The results can be summarized as follows: revenues and operating profit are down; free cash flow is clearly negative; customers are constantly leaving the company; refinancing of an increasingly expensive debt is becoming less and less sustainable.

Net debt represents x6.6 of EBITDA - let's be clear about this: "adjusted". - but what sense does it make to use an operating profit adjusted for the cost of investments in such a capital-intensive activity? A priori none, except to put people to sleep.

Instead, we can imagine a net debt equivalent to x23 the average annual profit over the last five years. This does not help a group that has recorded a negative free cash flow of $166 million in the first quarter of 2023, compared with a cash profit of $209 million at the same time last year.
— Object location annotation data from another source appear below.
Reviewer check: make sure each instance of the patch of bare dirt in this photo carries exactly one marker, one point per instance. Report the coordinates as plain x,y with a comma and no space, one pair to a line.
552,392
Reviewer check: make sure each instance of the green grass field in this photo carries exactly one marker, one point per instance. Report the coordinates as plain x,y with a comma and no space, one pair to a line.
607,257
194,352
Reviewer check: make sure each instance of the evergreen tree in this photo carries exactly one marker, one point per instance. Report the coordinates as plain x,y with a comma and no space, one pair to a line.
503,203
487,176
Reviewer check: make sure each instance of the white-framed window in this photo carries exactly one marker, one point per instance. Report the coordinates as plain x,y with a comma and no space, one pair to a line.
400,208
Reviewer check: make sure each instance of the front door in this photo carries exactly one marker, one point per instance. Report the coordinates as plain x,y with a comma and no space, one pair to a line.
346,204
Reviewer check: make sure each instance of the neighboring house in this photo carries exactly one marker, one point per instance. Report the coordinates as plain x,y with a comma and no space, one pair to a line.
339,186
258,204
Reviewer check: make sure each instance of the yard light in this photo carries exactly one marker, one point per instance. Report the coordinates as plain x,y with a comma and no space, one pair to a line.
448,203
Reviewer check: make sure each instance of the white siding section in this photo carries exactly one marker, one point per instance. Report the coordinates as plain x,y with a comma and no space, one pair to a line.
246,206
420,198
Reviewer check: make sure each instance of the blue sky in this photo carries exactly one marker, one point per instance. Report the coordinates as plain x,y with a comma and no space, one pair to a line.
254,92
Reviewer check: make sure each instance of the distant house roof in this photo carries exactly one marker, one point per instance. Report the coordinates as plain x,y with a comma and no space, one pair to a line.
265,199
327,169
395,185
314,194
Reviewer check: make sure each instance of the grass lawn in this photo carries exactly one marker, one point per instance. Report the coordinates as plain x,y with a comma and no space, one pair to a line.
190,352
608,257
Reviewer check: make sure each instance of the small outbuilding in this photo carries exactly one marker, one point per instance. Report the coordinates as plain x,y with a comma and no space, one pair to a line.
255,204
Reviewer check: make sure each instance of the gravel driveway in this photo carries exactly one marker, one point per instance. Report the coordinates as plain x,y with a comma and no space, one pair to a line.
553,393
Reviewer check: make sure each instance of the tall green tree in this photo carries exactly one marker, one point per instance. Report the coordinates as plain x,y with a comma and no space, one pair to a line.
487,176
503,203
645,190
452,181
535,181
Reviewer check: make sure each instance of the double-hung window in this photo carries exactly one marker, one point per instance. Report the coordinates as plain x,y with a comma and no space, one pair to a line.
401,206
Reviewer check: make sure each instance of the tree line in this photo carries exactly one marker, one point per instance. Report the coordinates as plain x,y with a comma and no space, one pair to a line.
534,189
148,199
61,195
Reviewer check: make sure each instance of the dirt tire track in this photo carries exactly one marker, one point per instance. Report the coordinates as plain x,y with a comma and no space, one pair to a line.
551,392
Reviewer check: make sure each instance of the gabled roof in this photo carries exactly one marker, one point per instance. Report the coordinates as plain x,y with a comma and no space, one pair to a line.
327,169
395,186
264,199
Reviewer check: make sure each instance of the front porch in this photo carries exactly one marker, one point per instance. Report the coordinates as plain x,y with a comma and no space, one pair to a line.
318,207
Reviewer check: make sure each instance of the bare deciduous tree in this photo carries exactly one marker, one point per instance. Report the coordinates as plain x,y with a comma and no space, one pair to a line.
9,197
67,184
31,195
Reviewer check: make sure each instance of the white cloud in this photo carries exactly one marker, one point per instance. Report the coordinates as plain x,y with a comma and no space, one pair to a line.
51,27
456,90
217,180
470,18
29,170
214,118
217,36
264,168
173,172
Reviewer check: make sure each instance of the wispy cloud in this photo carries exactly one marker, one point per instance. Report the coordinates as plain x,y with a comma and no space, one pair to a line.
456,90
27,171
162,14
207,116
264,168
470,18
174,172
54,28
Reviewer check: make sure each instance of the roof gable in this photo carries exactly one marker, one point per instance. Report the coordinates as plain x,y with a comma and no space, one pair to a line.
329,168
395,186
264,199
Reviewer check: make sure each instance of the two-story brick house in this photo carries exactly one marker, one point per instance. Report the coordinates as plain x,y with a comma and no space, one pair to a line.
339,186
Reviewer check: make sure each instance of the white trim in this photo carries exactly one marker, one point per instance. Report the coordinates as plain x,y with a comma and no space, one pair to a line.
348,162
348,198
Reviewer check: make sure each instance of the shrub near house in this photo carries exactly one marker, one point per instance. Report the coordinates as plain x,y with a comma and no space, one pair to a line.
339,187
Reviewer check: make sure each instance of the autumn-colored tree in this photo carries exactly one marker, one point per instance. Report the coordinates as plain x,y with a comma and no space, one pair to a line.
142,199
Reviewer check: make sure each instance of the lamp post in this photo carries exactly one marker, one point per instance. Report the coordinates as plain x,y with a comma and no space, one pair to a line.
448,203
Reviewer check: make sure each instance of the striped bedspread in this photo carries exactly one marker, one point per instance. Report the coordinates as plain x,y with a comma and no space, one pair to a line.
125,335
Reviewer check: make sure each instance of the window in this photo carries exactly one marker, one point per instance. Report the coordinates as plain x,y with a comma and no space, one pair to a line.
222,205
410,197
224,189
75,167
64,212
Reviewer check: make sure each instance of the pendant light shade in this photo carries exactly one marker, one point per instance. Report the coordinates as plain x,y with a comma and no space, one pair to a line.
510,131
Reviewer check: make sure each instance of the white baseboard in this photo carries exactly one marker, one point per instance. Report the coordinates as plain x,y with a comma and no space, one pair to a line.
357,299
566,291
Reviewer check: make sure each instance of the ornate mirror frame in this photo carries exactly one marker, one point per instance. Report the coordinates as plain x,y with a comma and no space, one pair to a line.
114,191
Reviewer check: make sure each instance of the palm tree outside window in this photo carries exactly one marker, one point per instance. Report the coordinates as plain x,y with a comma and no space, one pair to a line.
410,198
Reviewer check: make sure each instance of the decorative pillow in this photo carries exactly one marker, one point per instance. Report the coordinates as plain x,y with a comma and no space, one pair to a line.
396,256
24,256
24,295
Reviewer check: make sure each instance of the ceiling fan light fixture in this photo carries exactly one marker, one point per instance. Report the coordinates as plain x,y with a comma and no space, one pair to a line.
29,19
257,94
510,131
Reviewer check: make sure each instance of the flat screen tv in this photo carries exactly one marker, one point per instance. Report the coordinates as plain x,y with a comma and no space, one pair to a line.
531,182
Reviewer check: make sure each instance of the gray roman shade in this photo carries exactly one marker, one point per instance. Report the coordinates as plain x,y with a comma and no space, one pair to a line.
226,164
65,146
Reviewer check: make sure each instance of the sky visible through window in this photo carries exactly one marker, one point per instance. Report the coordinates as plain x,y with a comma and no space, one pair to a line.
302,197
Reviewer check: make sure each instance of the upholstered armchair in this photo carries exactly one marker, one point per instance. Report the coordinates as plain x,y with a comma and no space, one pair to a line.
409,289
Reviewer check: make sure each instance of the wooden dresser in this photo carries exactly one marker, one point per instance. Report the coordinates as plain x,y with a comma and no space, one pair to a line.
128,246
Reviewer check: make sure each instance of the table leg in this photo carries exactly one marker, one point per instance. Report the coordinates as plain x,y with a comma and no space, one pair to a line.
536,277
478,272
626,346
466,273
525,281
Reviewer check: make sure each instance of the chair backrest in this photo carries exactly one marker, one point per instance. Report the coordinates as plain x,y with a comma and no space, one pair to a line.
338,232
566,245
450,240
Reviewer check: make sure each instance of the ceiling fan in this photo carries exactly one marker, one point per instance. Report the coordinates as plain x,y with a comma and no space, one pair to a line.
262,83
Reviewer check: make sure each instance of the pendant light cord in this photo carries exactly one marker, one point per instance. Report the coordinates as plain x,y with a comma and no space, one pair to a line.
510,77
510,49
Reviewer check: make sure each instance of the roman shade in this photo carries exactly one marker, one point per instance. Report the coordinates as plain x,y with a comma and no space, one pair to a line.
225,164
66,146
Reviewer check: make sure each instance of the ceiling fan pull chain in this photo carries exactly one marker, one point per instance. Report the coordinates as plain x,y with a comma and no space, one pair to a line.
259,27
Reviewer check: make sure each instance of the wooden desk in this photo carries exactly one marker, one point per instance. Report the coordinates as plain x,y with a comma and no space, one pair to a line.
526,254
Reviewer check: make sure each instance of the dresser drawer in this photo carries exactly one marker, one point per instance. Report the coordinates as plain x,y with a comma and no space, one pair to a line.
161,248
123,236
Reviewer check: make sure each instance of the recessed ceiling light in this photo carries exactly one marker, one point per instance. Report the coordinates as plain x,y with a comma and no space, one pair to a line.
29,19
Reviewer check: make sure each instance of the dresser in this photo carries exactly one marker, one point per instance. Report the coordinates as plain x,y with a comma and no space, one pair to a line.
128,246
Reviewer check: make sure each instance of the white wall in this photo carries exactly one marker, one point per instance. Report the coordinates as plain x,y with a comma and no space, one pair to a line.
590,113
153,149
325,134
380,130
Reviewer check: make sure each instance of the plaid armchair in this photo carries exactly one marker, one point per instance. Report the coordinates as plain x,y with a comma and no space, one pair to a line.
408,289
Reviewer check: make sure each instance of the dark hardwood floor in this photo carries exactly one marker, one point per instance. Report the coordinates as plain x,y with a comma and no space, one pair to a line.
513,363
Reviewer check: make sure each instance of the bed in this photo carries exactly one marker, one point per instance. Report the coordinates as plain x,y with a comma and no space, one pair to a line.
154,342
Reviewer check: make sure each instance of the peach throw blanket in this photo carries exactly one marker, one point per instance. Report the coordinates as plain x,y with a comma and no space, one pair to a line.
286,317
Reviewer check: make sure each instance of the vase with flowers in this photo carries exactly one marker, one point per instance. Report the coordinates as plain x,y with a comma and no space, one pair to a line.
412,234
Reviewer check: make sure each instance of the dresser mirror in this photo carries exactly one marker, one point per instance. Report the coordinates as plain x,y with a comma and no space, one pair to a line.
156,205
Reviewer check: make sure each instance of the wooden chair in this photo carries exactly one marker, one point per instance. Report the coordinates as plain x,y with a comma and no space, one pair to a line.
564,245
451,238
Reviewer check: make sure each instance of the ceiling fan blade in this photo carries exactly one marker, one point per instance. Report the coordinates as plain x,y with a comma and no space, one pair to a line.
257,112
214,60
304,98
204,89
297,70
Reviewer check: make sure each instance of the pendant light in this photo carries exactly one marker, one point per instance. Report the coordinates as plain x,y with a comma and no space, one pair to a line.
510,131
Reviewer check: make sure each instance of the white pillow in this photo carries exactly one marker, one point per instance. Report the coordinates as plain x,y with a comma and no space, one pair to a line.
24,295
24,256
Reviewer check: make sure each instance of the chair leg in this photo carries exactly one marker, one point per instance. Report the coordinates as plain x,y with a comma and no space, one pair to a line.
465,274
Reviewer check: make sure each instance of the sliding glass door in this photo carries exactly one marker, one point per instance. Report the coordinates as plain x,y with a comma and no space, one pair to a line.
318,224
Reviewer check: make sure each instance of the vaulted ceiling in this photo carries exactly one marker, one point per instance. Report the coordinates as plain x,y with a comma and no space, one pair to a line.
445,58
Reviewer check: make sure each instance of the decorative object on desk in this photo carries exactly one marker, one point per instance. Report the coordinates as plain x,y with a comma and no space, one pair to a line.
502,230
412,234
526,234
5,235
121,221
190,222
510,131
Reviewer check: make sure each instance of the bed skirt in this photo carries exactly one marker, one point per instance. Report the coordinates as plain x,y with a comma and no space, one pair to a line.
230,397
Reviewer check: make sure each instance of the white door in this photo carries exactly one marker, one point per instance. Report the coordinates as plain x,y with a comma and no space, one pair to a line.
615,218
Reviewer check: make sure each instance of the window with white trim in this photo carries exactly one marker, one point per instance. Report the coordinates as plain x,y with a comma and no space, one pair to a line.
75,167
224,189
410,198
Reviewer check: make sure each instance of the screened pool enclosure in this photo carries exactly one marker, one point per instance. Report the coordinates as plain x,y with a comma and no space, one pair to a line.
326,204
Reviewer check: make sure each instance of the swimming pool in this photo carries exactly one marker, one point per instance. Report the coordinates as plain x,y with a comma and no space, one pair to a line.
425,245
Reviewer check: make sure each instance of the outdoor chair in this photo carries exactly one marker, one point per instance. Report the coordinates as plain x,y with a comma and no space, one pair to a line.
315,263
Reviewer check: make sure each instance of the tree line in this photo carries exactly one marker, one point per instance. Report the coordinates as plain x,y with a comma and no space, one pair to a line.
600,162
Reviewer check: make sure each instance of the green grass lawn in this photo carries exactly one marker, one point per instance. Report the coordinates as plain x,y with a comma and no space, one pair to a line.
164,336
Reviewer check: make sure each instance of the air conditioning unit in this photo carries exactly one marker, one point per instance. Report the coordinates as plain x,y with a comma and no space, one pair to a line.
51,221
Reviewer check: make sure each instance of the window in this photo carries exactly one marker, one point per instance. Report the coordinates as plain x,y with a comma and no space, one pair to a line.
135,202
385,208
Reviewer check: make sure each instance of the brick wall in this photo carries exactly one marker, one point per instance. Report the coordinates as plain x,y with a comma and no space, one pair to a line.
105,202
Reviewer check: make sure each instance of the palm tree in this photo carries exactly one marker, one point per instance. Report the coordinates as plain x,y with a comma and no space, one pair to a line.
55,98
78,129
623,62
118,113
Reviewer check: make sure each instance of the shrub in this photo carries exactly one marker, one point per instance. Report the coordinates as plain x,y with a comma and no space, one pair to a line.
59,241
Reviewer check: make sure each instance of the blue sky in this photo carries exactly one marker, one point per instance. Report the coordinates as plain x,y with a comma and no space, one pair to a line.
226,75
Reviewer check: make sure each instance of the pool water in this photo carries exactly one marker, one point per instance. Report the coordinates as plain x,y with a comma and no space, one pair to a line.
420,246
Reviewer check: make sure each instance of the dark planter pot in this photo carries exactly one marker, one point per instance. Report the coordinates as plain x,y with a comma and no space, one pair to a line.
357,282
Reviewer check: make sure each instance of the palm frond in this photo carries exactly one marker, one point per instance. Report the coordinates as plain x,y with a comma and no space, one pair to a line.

The situation is becoming more complicated in the markets served by Altice, which are increasingly competitive. The group does not shine either by the quality of its service, which is strongly criticized in the US. In this context, it will be less obvious to amortize the colossal amounts committed to the deployment of fiber.

Next year's debt maturity has been refinanced, but at an exorbitant cost - the new debt was taken on at 11% interest. The rise in rates is hurting Altice, which still has $13 billion of debt maturities over the next five years.

The least we can say is that in the United States as well as in Europe, Patrick Drahi will not have left an imperishable memory to his minority shareholders. The market capitalization of Altice in the United States has been divided by twelve since the introduction; this rout reminds the precedent of Altice in Europe.

Drahi will have used his partners' money for massive share buybacks, thus increasing his control, and then leaving them high and dry with huge capital losses. As he did with Altice Europe, the billionaire will, I bet, have a lot of fun privatizing Altice USA to its historical lows.

In short: heads you lose, tails I win.